Only in professional services and, to a lesser extent, utilities, were technical skills cited as an issue, and then only by one in five or one in six firms respectively.
"To be granted work or residency permits, skilled immigrants must have achieved minimum language and professional qualification standards, and are mostly from jobs identified as long- or medium-terms shortages," the Hudson survey says.
"Yet many people who are doing the hiring do not consider these candidates as ready to fit into their New Zealand organisations."
Hudson's staff find employers more open to using foreigners in back-office roles. But it is a different story when people interact with customers. The accent matters.
Hudson's survey found fewer than a quarter of employers had formal integration or settlement programmes for migrant employees. About the same proportion gave informal support.
New migrants in small companies - those with fewer than 20 staff - are unlikely to get formal or informal support. Seven out of 10 such companies told the survey they did nothing specific.
The Hudson survey cites Labour Department projections that in 15 years, a quarter of the workforce will have been born outside New Zealand.

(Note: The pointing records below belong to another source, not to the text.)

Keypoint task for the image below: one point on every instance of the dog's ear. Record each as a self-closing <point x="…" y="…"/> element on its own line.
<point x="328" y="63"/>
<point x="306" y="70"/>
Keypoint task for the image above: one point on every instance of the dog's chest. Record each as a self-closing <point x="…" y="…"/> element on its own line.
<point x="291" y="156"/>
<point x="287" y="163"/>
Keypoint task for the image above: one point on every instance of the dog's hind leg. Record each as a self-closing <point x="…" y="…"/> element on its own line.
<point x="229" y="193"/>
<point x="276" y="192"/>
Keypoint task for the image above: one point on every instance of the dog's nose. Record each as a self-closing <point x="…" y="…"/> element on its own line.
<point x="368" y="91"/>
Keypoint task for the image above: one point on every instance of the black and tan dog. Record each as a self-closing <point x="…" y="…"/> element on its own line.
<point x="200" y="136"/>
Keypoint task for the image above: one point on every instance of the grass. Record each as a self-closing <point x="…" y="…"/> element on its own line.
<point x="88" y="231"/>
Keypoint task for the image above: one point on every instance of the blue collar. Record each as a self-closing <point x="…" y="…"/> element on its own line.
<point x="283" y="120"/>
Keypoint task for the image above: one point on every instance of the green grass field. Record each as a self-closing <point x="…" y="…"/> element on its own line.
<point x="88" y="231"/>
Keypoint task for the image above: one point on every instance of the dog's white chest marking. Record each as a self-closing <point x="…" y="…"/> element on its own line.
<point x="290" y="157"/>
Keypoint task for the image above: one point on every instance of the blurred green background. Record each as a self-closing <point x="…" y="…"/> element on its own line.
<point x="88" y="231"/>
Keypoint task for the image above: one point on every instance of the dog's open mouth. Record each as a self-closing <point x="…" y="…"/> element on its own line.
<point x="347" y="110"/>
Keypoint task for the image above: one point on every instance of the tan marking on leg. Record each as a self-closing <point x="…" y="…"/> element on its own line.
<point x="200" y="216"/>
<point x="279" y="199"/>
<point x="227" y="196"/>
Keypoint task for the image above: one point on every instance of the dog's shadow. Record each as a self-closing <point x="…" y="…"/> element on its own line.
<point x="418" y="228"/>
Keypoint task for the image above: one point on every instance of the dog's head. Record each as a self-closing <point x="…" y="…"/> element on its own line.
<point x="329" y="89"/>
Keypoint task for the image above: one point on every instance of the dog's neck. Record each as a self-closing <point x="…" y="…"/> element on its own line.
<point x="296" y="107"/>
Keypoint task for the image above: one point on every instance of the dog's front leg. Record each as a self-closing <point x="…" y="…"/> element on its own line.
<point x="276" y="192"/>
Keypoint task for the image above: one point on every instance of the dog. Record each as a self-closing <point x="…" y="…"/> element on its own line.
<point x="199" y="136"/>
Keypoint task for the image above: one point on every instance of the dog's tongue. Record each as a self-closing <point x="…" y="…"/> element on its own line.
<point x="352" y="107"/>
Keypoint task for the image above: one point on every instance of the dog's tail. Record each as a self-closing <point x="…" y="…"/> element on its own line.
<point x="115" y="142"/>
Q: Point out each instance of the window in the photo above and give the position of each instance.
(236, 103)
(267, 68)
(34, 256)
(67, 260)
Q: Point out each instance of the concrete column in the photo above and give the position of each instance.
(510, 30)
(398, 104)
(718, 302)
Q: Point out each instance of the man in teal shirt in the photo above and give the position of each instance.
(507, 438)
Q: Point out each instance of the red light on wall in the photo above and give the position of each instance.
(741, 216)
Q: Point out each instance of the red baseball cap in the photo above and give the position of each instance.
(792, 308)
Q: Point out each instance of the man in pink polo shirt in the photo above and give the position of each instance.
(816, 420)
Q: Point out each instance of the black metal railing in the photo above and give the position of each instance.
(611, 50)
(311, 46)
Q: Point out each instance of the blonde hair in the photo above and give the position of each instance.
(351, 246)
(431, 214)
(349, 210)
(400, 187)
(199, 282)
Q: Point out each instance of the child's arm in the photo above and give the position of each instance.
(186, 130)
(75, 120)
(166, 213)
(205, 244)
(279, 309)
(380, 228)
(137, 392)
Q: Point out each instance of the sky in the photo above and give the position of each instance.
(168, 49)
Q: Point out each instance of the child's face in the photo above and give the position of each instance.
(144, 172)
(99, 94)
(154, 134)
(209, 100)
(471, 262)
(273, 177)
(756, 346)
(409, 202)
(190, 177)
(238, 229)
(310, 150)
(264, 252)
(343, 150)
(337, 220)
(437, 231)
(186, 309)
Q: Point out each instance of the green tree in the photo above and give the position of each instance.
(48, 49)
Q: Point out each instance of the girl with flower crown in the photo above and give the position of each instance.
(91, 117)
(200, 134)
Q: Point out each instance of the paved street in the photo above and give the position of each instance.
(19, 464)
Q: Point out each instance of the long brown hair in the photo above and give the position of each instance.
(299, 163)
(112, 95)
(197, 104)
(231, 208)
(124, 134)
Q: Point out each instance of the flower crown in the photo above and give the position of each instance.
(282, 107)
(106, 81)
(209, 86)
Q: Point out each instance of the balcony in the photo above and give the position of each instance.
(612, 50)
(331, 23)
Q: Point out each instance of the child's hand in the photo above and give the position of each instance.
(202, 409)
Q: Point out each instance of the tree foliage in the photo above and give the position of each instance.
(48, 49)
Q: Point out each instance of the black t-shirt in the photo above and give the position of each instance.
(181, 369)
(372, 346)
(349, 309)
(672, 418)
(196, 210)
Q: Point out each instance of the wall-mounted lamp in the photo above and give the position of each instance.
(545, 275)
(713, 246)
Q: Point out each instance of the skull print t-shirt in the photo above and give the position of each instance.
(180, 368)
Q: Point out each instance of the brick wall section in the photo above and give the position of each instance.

"But migrants still find it difficult to find work in New Zealand and those who do are often placed in jobs well below their skill level," it says.
This is despite a labour market which, despite an economic downturn, remains tight and is expected by the Department of Labour to stay that way.
The net inflow of permanent and long-term, migrants bottomed out in October last year, and is now back in line with its long-term average of 10,000 a year.
Hudson says employers are in a bind.
Many young New Zealanders are going overseas, growth is constrained by a shortage of skilled workers and unemployment is close to a record low.
"Unless employers find ways of accessing the skills of non-traditional talent pools such as new migrants, the problem will show no signs of diminishing."
Most migrants in its experience were prepared to learn new skills or acclimatise to the New Zealand way of doing things and made it through recruiter screening only to fall at the final, hiring step.
"While many migrants are satisfied eventually with their work and lifestyle in New Zealand, some 22,000 a year are leaving the country because their expectations were not met," the survey said.